Vinokurova Svetlana, Wentzensen Nicolas, Kraus Irene, Klaes Ruediger, Driesch Corina, Melsheimer Peter, Kisseljov Fjodor, Dürst Mattias, Schneider Achim, von Knebel Doeberitz Magnus
Department of Applied Tumor Biology, Institute of Pathology, University of Heidelberg, Heidelberg, Germany.
Cancer Res. 2008 Jan 1;68(1):307-13. doi: 10.1158/0008-5472.CAN-07-2754.
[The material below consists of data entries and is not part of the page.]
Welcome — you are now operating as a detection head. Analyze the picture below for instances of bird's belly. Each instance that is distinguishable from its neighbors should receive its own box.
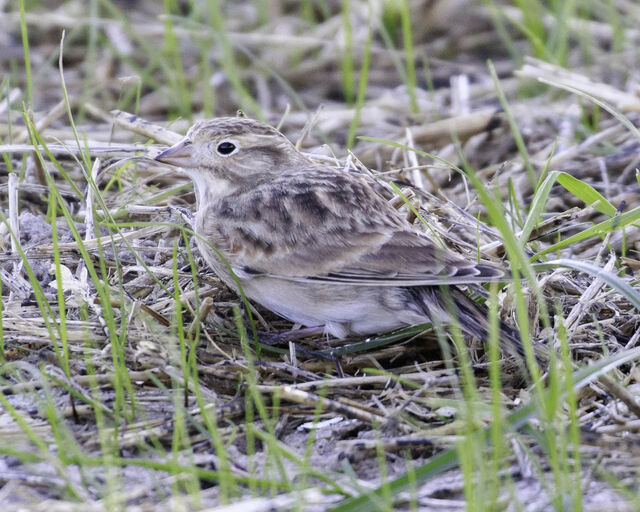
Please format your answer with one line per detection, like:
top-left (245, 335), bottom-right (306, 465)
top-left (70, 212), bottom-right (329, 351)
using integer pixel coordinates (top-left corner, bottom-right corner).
top-left (242, 277), bottom-right (426, 338)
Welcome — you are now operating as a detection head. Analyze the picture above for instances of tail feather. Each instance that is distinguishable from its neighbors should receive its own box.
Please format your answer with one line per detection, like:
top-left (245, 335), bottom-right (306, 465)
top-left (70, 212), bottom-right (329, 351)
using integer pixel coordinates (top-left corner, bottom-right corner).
top-left (422, 286), bottom-right (547, 364)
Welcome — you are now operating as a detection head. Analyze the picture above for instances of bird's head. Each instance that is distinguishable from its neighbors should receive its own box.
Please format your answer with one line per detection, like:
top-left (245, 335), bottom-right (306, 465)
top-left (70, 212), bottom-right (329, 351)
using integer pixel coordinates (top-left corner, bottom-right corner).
top-left (155, 117), bottom-right (309, 193)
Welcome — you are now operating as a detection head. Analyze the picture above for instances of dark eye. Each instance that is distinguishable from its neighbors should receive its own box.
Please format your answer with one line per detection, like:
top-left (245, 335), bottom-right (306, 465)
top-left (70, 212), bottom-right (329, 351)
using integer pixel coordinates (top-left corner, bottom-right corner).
top-left (216, 141), bottom-right (236, 156)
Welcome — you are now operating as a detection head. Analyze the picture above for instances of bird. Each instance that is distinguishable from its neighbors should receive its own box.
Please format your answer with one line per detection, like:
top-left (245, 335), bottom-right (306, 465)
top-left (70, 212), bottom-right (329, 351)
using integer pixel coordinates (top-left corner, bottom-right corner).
top-left (155, 117), bottom-right (522, 353)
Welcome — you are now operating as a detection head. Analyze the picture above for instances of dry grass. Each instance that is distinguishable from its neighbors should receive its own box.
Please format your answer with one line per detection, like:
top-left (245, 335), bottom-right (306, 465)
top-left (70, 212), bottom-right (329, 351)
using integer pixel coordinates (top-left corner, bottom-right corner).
top-left (0, 1), bottom-right (640, 511)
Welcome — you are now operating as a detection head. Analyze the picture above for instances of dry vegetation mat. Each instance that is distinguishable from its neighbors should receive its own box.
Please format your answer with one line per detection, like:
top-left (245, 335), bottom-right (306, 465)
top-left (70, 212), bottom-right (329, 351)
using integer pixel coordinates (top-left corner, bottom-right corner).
top-left (0, 0), bottom-right (640, 512)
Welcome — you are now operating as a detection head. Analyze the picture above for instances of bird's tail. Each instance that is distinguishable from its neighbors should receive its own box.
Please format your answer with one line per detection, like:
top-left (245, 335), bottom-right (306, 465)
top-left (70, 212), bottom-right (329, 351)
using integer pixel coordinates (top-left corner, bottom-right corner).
top-left (418, 286), bottom-right (547, 367)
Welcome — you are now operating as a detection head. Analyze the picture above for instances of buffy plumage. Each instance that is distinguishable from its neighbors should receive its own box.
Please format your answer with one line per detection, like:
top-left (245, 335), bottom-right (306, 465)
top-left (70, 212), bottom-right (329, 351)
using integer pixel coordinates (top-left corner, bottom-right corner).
top-left (156, 118), bottom-right (519, 354)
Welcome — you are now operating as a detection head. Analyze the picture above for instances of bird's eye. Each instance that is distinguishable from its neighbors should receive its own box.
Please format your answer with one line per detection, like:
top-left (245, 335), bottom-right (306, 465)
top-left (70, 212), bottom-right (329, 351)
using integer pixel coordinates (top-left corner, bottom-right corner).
top-left (216, 140), bottom-right (237, 156)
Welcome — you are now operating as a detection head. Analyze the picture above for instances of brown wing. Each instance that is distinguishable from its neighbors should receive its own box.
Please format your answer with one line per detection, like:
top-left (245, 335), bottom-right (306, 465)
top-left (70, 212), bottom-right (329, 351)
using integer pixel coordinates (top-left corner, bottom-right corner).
top-left (205, 167), bottom-right (504, 286)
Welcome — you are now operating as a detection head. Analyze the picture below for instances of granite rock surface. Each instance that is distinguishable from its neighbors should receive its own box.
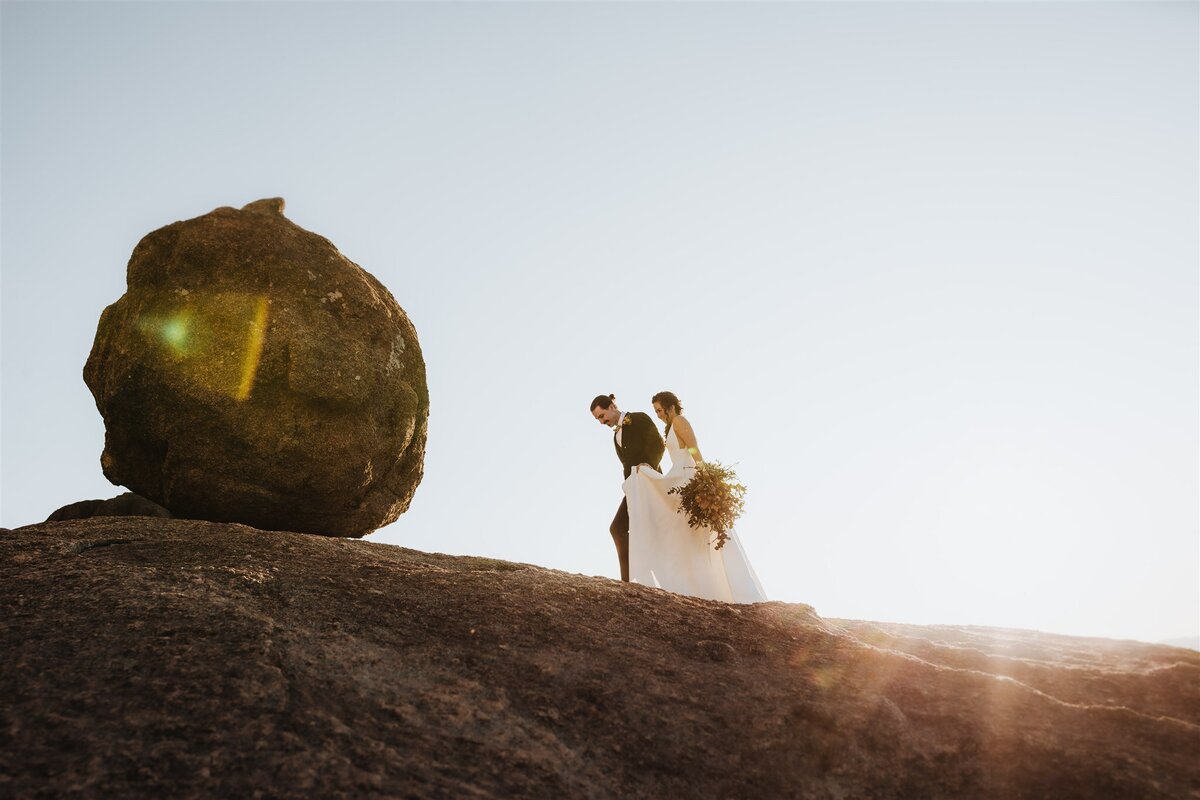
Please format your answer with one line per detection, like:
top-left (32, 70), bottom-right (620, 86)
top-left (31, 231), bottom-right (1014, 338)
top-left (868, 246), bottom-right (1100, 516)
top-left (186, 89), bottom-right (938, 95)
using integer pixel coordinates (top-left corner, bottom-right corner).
top-left (0, 517), bottom-right (1200, 800)
top-left (84, 198), bottom-right (430, 537)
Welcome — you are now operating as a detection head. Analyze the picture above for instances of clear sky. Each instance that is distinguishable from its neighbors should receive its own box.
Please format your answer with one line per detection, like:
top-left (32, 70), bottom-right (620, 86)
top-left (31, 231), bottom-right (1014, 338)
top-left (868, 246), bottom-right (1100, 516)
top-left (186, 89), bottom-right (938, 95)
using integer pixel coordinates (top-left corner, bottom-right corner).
top-left (0, 2), bottom-right (1200, 640)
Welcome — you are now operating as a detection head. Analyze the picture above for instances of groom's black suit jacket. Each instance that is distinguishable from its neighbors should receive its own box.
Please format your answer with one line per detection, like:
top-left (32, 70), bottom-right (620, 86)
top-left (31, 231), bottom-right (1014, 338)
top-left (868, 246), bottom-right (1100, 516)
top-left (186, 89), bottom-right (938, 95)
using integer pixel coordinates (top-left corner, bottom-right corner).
top-left (612, 411), bottom-right (666, 477)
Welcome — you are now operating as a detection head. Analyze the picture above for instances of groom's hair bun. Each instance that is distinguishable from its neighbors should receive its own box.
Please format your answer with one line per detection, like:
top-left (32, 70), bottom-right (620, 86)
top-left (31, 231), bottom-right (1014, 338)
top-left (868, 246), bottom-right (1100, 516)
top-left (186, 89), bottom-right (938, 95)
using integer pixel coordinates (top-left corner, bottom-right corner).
top-left (650, 392), bottom-right (683, 414)
top-left (588, 395), bottom-right (617, 411)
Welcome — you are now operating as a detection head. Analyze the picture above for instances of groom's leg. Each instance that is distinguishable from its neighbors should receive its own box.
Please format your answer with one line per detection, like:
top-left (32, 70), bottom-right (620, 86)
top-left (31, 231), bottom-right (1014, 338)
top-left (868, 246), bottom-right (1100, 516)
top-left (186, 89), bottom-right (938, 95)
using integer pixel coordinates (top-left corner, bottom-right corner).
top-left (608, 500), bottom-right (629, 583)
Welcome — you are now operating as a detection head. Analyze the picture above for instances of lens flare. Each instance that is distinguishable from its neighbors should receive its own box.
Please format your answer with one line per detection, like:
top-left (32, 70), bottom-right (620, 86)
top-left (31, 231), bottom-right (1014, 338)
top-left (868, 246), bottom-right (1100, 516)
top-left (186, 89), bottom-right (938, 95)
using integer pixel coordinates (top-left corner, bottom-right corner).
top-left (138, 291), bottom-right (270, 402)
top-left (234, 297), bottom-right (266, 401)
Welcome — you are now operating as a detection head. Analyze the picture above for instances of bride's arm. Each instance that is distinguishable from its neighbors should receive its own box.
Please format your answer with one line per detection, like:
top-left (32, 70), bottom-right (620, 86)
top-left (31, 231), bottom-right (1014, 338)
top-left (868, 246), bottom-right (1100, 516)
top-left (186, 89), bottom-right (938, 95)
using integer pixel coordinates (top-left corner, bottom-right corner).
top-left (671, 416), bottom-right (704, 464)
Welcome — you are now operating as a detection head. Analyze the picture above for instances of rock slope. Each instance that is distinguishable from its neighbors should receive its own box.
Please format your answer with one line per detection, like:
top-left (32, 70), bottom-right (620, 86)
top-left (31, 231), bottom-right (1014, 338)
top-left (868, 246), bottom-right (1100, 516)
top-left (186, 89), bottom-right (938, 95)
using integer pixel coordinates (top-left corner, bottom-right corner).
top-left (0, 517), bottom-right (1200, 799)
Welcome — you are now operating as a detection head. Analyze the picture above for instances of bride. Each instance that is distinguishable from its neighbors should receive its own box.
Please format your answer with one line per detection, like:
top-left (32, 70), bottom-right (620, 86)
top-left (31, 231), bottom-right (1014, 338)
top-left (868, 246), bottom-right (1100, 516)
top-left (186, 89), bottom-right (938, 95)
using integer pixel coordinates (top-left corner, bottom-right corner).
top-left (623, 392), bottom-right (767, 603)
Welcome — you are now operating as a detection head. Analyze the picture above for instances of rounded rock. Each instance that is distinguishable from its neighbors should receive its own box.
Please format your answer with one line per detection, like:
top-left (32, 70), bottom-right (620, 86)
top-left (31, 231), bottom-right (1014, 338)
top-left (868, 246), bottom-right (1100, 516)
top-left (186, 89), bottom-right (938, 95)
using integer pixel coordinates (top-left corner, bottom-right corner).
top-left (84, 198), bottom-right (430, 536)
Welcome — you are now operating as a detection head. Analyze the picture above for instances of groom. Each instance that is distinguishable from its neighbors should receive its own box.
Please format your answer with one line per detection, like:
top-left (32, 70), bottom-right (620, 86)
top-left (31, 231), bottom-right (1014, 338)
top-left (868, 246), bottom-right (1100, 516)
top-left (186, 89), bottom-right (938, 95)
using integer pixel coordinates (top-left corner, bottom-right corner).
top-left (592, 395), bottom-right (664, 583)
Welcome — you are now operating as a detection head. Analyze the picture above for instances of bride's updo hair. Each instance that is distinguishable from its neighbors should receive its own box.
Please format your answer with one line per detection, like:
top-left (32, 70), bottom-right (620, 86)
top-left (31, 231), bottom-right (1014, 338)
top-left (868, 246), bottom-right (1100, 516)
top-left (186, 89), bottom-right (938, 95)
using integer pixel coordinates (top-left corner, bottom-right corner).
top-left (588, 395), bottom-right (617, 411)
top-left (650, 392), bottom-right (683, 414)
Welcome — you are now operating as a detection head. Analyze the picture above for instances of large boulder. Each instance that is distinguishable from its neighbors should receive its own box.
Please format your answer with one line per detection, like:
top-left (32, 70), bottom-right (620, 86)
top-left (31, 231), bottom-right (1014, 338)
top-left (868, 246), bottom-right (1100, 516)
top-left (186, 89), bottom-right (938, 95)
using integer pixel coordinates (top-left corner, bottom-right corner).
top-left (84, 198), bottom-right (428, 536)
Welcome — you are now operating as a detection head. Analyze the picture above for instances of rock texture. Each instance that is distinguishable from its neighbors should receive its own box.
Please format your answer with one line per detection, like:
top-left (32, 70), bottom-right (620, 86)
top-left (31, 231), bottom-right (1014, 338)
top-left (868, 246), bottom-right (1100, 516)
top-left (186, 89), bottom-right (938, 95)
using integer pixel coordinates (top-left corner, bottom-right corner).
top-left (0, 517), bottom-right (1200, 800)
top-left (46, 492), bottom-right (170, 522)
top-left (84, 198), bottom-right (428, 536)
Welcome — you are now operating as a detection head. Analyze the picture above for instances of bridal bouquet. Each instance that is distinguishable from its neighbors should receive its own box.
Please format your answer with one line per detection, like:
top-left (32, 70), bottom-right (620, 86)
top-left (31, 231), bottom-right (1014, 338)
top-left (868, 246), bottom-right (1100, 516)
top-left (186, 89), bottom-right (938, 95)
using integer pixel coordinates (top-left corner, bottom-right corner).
top-left (668, 461), bottom-right (746, 549)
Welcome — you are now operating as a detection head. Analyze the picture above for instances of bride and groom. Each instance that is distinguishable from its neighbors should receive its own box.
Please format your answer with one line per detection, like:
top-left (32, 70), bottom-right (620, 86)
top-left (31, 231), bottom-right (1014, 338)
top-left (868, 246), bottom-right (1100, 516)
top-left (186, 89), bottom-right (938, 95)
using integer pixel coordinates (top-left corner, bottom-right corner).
top-left (592, 392), bottom-right (767, 603)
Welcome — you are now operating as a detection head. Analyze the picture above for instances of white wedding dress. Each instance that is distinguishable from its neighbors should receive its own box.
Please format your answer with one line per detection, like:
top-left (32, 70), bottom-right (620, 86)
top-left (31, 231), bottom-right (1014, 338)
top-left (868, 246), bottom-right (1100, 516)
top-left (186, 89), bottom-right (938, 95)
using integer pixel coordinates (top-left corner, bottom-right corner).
top-left (622, 431), bottom-right (767, 603)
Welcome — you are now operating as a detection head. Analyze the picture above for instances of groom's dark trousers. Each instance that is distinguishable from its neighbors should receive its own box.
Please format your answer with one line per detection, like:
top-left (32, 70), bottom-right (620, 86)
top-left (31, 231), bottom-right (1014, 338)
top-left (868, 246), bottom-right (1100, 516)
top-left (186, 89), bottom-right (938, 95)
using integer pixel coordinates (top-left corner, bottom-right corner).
top-left (608, 411), bottom-right (665, 583)
top-left (608, 500), bottom-right (629, 583)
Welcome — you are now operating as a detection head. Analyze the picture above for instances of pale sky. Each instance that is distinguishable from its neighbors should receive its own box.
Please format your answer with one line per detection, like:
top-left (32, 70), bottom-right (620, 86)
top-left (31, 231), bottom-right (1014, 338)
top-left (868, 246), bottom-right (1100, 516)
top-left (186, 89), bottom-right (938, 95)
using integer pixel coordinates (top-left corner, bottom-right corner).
top-left (0, 1), bottom-right (1200, 640)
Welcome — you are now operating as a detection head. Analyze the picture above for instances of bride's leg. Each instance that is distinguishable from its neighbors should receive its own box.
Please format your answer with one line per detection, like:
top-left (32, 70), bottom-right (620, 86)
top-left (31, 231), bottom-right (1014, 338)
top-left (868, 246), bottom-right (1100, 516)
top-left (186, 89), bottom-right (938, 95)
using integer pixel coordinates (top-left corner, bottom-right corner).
top-left (608, 500), bottom-right (629, 583)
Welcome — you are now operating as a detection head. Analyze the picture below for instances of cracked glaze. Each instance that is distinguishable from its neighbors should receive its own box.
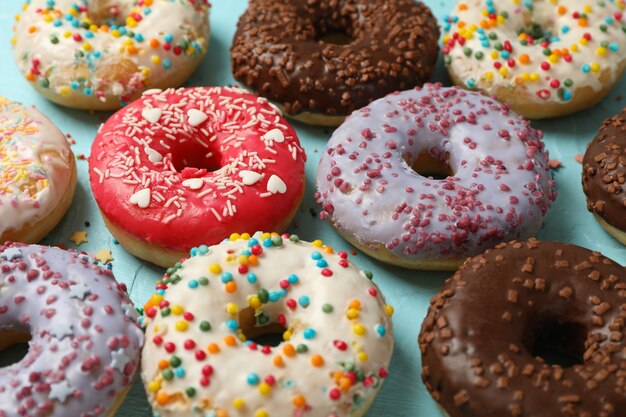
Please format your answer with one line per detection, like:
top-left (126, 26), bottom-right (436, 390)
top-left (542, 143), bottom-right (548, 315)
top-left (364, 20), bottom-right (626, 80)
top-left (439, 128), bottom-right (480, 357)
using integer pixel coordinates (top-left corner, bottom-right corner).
top-left (316, 84), bottom-right (556, 260)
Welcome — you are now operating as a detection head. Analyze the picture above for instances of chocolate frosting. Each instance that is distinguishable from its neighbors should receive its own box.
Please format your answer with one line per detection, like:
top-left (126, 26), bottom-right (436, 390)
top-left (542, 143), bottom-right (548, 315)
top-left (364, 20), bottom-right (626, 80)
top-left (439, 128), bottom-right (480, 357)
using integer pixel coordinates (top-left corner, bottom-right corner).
top-left (419, 239), bottom-right (626, 417)
top-left (231, 0), bottom-right (439, 115)
top-left (583, 108), bottom-right (626, 231)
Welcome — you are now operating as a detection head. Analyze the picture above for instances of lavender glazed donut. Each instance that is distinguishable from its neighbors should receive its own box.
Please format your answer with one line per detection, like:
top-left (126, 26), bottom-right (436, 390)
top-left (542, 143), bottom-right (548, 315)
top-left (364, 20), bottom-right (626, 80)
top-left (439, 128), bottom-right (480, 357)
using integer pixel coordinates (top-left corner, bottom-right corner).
top-left (316, 84), bottom-right (556, 270)
top-left (0, 243), bottom-right (143, 417)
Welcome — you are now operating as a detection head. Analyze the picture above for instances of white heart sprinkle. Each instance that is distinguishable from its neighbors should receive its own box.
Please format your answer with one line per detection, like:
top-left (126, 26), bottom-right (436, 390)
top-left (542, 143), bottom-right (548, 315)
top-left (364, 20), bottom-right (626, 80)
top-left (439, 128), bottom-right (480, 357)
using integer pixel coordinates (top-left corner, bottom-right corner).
top-left (187, 109), bottom-right (209, 127)
top-left (141, 107), bottom-right (163, 124)
top-left (143, 146), bottom-right (163, 163)
top-left (263, 129), bottom-right (285, 143)
top-left (130, 188), bottom-right (150, 208)
top-left (239, 171), bottom-right (263, 185)
top-left (142, 88), bottom-right (163, 96)
top-left (267, 175), bottom-right (287, 194)
top-left (183, 178), bottom-right (204, 190)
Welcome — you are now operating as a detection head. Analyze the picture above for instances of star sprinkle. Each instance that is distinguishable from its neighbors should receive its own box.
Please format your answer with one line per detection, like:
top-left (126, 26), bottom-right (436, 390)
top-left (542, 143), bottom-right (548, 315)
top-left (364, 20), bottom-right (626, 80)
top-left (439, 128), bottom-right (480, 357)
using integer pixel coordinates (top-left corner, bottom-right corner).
top-left (0, 248), bottom-right (22, 261)
top-left (70, 230), bottom-right (89, 246)
top-left (50, 320), bottom-right (74, 340)
top-left (70, 282), bottom-right (91, 301)
top-left (111, 348), bottom-right (130, 372)
top-left (96, 249), bottom-right (114, 264)
top-left (49, 381), bottom-right (74, 403)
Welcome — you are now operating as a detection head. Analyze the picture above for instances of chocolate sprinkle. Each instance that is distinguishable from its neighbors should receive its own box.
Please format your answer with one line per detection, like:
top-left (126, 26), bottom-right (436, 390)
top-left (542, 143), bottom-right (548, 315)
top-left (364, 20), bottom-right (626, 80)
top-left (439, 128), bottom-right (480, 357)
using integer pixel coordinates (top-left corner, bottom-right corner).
top-left (583, 108), bottom-right (626, 231)
top-left (419, 239), bottom-right (626, 417)
top-left (231, 0), bottom-right (439, 115)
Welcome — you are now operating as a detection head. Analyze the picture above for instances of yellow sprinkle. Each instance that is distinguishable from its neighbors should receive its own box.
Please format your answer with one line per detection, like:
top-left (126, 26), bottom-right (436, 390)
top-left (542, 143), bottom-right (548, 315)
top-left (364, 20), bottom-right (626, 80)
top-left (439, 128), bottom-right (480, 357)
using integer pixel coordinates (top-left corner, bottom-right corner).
top-left (352, 324), bottom-right (367, 336)
top-left (226, 303), bottom-right (239, 316)
top-left (259, 382), bottom-right (272, 395)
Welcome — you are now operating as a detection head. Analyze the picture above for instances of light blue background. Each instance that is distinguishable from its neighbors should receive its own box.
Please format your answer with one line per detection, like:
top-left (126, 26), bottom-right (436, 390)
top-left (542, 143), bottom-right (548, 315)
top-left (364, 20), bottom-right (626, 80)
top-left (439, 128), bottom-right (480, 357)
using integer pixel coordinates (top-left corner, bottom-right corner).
top-left (0, 0), bottom-right (626, 417)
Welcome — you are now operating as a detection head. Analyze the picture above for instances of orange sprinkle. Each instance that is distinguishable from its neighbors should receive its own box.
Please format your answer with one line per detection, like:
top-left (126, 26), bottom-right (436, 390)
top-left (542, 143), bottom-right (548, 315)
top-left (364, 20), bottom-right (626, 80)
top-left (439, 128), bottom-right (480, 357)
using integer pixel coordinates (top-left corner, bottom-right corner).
top-left (224, 335), bottom-right (237, 346)
top-left (293, 395), bottom-right (306, 408)
top-left (274, 355), bottom-right (284, 368)
top-left (283, 343), bottom-right (296, 356)
top-left (156, 391), bottom-right (170, 406)
top-left (311, 355), bottom-right (324, 366)
top-left (224, 281), bottom-right (237, 294)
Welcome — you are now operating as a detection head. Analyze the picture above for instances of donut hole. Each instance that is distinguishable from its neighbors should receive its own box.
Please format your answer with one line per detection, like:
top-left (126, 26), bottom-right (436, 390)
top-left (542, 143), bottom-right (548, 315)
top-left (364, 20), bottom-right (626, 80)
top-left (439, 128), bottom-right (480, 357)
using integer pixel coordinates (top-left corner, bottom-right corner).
top-left (239, 307), bottom-right (287, 347)
top-left (525, 315), bottom-right (587, 368)
top-left (0, 329), bottom-right (31, 369)
top-left (314, 17), bottom-right (355, 45)
top-left (172, 143), bottom-right (222, 172)
top-left (403, 150), bottom-right (454, 180)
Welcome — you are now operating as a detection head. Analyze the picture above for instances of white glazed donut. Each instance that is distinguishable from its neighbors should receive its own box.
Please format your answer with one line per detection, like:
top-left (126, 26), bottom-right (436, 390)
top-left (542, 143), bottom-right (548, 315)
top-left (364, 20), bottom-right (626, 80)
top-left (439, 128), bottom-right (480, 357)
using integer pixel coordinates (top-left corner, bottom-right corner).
top-left (12, 0), bottom-right (210, 110)
top-left (0, 96), bottom-right (76, 243)
top-left (142, 233), bottom-right (393, 417)
top-left (443, 0), bottom-right (626, 119)
top-left (316, 84), bottom-right (556, 270)
top-left (0, 244), bottom-right (143, 417)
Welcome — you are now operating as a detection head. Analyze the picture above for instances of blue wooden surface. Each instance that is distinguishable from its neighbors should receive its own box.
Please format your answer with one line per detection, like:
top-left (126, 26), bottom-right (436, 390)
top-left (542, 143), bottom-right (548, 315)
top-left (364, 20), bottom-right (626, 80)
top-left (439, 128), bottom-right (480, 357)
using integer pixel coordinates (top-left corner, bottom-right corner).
top-left (0, 0), bottom-right (626, 417)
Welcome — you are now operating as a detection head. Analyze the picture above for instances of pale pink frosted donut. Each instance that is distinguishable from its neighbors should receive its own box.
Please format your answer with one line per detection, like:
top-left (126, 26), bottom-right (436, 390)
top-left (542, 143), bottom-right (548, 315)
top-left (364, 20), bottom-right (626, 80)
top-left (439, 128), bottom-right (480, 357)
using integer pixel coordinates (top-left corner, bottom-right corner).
top-left (316, 84), bottom-right (556, 269)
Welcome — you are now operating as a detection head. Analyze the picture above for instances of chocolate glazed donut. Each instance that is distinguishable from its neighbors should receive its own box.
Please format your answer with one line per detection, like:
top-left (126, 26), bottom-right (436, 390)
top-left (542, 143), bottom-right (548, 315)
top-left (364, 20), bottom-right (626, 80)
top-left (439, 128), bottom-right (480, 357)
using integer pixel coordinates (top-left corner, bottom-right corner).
top-left (583, 108), bottom-right (626, 245)
top-left (419, 239), bottom-right (626, 417)
top-left (231, 0), bottom-right (439, 126)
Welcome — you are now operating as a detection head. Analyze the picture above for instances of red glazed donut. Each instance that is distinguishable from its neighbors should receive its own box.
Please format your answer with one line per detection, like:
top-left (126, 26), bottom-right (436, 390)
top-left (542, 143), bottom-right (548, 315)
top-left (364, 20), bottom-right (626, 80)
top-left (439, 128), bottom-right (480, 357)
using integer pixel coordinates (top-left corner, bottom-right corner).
top-left (89, 87), bottom-right (306, 266)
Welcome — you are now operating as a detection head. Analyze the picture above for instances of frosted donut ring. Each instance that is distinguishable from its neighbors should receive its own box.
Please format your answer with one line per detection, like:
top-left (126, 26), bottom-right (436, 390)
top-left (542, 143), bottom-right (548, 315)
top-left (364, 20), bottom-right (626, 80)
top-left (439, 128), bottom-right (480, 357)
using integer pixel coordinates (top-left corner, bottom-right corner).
top-left (317, 84), bottom-right (556, 269)
top-left (12, 0), bottom-right (210, 110)
top-left (0, 240), bottom-right (143, 417)
top-left (89, 87), bottom-right (306, 267)
top-left (141, 233), bottom-right (393, 417)
top-left (443, 0), bottom-right (626, 119)
top-left (0, 96), bottom-right (76, 243)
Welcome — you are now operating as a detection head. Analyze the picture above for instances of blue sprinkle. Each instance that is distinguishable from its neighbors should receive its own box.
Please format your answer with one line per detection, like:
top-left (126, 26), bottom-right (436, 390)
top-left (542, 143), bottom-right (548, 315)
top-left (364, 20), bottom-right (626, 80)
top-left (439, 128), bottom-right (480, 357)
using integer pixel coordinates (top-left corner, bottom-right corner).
top-left (304, 327), bottom-right (317, 340)
top-left (220, 272), bottom-right (233, 284)
top-left (247, 373), bottom-right (260, 385)
top-left (298, 295), bottom-right (311, 307)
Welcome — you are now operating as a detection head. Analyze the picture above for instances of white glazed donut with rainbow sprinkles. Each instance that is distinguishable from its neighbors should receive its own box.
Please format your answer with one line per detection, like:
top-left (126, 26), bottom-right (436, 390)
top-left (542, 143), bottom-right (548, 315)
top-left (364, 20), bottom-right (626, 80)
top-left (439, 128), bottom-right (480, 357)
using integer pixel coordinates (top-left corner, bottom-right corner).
top-left (443, 0), bottom-right (626, 119)
top-left (0, 96), bottom-right (76, 243)
top-left (0, 243), bottom-right (143, 417)
top-left (12, 0), bottom-right (210, 110)
top-left (142, 233), bottom-right (393, 417)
Chromosomal integration of high-risk human papillomavirus (HR-HPV) genomes is believed to represent a significant event in the pathogenesis of cervical cancer associated with progression from preneoplastic lesions to invasive carcinomas. This hypothesis is based on experimental data suggesting that integration-dependent disruption of HR-HPV E2 gene functions is important to achieve neoplastic transformation and on clinical data gathered by analyzing lesions induced by human papillomavirus (HPV) 16 and 18 that revealed integrated viral genome copies in the vast majority of cervical cancer cells. However, a substantial fraction of cervical cancers is associated with other HR-HPV types for which virtually no data concerning their integration status have been reported so far. Here, we compared integration frequencies of the five most common oncogenic HPV types (HPV16, 18, 31, 33, and 45) in a series of 835 cervical samples using a specific mRNA-based PCR assay (Amplification of Papillomavirus Oncogene Transcripts). Most precancerous lesions displayed exclusively episomal viral genomes, whereas 62% of the carcinomas had integrated viral genomes. However, the frequency of integrated HR-HPV genomes showed marked differences for individual HR-HPV types. HPV16, 18, and 45 were found substantially more often in the integrated state compared with HPV types 31 and 33. The analysis of the median age of patients with high-grade precancerous lesions and invasive cancers suggests that precancers induced by HPV types 18, 16, and 45 progress to invasive cervical cancer in substantially less time compared with precancers induced by HPV types 31 and 33. These findings suggest that integration of oncogenic HPV genomes in cervical lesions is a consequence rather than the cause of chromosomal instability induced by deregulated HR-HPV E6-E7 oncogene expression. Distinct HR-HPV types apparently provoke chromosomal instability in their host cells to a different extent than is reflected by their integration frequencies in advanced lesions and the time required for CIN 3 lesions to progress to invasive cancer.
高危型人乳头瘤病毒(HR-HPV)基因组的染色体整合被认为是宫颈癌发病机制中的一个重要事件,与癌前病变发展为浸润性癌相关。这一假说基于实验数据,表明HR-HPV E2基因功能的整合依赖性破坏对于实现肿瘤转化很重要,也基于通过分析人乳头瘤病毒(HPV)16和18诱导的病变所收集的临床数据,这些数据显示在绝大多数宫颈癌细胞中存在整合的病毒基因组拷贝。然而,相当一部分宫颈癌与其他HR-HPV类型相关,目前几乎没有关于它们整合状态的数据报道。在此,我们使用基于特定mRNA的PCR检测方法(乳头瘤病毒癌基因转录本扩增),比较了835份宫颈样本中五种最常见致癌性HPV类型(HPV16、18、31、33和45)的整合频率。大多数癌前病变仅显示游离的病毒基因组,而62%的癌具有整合的病毒基因组。然而,整合的HR-HPV基因组频率在各HR-HPV类型之间存在显著差异。与HPV 31和33型相比,HPV16、18和45型以整合状态出现的频率要高得多。对高级别癌前病变和浸润性癌患者的中位年龄分析表明,与HPV 31和33型诱导的癌前病变相比,HPV 18、16和45型诱导的癌前病变进展为浸润性宫颈癌所需的时间要短得多。这些发现表明,宫颈病变中致癌性HPV基因组的整合是HR-HPV E6-E7癌基因表达失调所诱导的染色体不稳定的结果而非原因。不同的HR-HPV类型显然在其宿主细胞中引发染色体不稳定的程度不同,这一点在晚期病变中的整合频率以及CIN 3病变进展为浸润性癌所需的时间上并未得到体现。